Jason sent in a question via the Ask Joe form that I thought would be a great topic of conversation here on HSC.

Jason wrote:

My question is this…I have a Tascam DP-02 multi-track recorder, a pair of KRK studio monitors, and a mixing board. Is it possible to get a good demo out of this equipment?

This is a valid question, and it’s one I get asked quite a bit. Chances are it’s a question you have asked, too. So let’s talk about it.

Essentially, we’re asking:

“What does it take to make good recordings?”

This was at the heart of what we looked at during 31 Days to Better Recordings.

Getting good recordings is a massive topic. As of today I’ve written 368 posts on the topic…and I feel like I’m just beginning to scratch the surface.

However, as complex as a question like this might be, the answer is still fairly simple. Last week I discussed this in an interview I did with Graham from (I actually did a BUNCH of interviews last week…more on that later.)

Graham and I talked about how good equipment is certainly essential to great recordings, but good technique trumps equipment every time.

This is not a new concept. This is something you’ve probably heard before (and it’s something we all need to hear regularly). You could put the best engineer in the world behind a Tascam DP-02 and a pair of KRKs, and he would make an AMAZING-sounding record.

On the flip-side, you could put an absolute beginner in front of a huge SSL console in a multi-million-dollar facility, and he would probably produce something mediocre at best.

The key to making good recordings has very little to do with what equipment you’re using. What you DO with the gear makes all the difference.

Don’t get me wrong, there is a certain threshold of quality that your equipment needs to meet in order to have any hope of a decent recording. No one really expects you to make award-winning recordings using the built-in microphone on your laptop.

That being said, almost any recording equipment you buy today can produce great recordings. Tascam DP-02? Yep.

It has become more and more inexpensive to create great-sounding equipment that even a $100 piece of gear can sound pretty stinkin’ good.

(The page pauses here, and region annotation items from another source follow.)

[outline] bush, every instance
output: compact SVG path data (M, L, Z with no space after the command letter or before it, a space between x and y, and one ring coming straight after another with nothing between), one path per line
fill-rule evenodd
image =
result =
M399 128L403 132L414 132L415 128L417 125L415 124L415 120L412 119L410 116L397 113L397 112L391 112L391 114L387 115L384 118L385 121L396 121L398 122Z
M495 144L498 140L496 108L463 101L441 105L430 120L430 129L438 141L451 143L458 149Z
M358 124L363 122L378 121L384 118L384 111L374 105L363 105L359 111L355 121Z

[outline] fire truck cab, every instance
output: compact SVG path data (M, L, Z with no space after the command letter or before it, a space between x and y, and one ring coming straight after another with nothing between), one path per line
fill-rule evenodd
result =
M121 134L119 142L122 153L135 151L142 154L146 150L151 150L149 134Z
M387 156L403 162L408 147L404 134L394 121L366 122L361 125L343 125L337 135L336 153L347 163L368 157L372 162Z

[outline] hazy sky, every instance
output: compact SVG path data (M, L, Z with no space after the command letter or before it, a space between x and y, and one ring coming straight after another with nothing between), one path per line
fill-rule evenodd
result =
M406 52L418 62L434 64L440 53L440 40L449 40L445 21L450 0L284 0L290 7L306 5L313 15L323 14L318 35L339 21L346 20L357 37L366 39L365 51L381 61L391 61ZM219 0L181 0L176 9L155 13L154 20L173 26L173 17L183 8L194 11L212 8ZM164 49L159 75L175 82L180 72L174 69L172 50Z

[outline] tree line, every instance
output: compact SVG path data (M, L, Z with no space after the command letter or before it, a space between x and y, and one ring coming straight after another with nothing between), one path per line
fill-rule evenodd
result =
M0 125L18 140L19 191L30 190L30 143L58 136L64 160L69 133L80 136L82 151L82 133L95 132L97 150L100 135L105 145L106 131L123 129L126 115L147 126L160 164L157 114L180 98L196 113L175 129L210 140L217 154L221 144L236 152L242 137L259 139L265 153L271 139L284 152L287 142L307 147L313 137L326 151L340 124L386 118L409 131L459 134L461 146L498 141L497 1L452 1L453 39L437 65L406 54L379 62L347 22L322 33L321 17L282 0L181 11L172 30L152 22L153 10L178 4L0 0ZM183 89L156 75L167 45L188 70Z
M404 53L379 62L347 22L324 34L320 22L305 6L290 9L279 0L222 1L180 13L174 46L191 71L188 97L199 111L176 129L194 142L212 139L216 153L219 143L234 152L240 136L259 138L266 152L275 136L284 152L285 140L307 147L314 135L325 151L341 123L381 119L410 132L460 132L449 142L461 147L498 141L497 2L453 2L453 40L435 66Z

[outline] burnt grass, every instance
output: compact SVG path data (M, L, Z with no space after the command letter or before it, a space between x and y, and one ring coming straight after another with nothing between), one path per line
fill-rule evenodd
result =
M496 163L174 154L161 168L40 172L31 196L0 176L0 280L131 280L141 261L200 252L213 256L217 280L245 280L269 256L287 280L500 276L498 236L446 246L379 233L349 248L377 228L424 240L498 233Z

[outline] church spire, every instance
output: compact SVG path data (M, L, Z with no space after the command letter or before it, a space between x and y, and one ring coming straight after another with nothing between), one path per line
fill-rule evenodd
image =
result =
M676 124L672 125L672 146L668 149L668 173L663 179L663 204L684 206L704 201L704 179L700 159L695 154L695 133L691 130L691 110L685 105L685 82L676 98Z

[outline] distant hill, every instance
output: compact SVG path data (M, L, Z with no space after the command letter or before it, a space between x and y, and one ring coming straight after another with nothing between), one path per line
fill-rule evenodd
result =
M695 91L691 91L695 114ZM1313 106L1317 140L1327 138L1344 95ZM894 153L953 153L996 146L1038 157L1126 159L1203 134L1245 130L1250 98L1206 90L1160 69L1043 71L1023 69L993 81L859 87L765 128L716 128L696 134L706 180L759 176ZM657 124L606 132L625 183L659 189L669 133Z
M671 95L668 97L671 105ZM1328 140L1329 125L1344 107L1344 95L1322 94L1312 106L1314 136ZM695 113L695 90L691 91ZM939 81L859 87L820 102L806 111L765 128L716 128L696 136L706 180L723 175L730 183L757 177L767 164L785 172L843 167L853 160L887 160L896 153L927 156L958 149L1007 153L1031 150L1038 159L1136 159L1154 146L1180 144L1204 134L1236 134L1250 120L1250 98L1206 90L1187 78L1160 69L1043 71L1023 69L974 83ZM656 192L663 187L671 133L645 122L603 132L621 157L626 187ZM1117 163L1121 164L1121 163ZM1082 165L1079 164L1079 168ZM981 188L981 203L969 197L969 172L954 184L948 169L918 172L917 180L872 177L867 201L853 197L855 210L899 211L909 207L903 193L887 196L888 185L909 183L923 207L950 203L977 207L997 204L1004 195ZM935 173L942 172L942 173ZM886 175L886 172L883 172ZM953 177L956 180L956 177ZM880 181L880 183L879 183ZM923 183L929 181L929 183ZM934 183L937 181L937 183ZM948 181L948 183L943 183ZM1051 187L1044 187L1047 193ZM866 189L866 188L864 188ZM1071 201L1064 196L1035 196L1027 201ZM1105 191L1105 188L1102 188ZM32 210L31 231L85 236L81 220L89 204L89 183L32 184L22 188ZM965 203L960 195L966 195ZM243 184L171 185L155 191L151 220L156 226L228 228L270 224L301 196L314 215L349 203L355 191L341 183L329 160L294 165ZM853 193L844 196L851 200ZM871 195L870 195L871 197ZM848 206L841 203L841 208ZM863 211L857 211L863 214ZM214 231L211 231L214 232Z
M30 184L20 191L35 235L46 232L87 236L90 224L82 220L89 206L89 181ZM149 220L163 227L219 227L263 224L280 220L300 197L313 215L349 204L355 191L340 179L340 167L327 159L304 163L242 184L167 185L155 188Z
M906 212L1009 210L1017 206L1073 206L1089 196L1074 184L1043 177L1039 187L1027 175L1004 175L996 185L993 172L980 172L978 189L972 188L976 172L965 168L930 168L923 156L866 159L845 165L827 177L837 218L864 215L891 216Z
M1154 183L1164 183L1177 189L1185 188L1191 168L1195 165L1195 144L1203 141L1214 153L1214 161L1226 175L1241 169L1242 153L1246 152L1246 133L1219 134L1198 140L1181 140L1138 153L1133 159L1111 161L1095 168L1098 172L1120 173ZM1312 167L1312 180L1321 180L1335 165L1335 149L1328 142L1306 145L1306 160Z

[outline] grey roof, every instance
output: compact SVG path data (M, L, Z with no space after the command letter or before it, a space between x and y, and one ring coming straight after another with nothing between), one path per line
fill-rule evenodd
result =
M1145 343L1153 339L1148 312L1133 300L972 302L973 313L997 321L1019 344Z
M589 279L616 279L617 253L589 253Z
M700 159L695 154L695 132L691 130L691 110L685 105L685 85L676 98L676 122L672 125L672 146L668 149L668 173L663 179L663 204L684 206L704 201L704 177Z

So next time you blame your equipment for you crappy recordings, take a step back and ask yourself if there’s even a TINY chance that it’s you that needs to improve, not your gear.

[Photo by Ranch Records]

7 Responses to “What does it take to make good recordings? [Ask Joe]”

  1. Bouben

    That is it. And I like to be limited somehow so that I can learn more and experiment with my gear. Limits make me more creative.

  2. Bob Sorace

    You could give me the best canvas and brushes money could buy, and I would create a decent painting, you give Picasso some Crayola water colors and a crumpled up piece of paper and he will create a masterpiece.

  3. Otto

    One more thing Joe, I’m wondering, Do you think you need the best, or almost the best, equipment to become that best enginner in the world? Or all the experience you get, mixing in a not ideal room for instance, is valid to become that best enginner?

    • Joe Gilder

      You absolutely do NOT need the best equipment to become the best engineer in the world. However, when you combine AMAZING engineering skills AND amazing gear, you’ll get phenomenal results.

  4. Otto

    Hey Joe! Otto from Brazil here,
    That is so true, in my home studio I take time to buy new stuff or so… Not just because of your advice about this, but in the beginning I just didn’t have the money! So I was stuck with what I had in the time.. and I just had to do the best I could. When I had the money to buy, say a new preamp or even the midi keyboard, I already knew the process without the stuff and I could hear the difference putting the new gear immediatly. Same with my new monitors, I’ve been using them for six months now, and have made about 10 projects, and just now, after the time and the use, I feel like I really “know” the monitors.
    Love what you do here at HSC, keep it running Joe!
    Cheers! 😀

  5. Lukas

    Good one, Joe!
    More than often, peole get into this weird line of thinking, that they need to possess rather than achieve… Gear is important, no doubt, but you will only yield good results if you know your way. I heard many killer-sounding recordings which were done using budget equipment. No amount of shiny new toys is going to automagically make your recordings sound like a commercial release. I think upgrading our setup should always come with experience, not the other way around.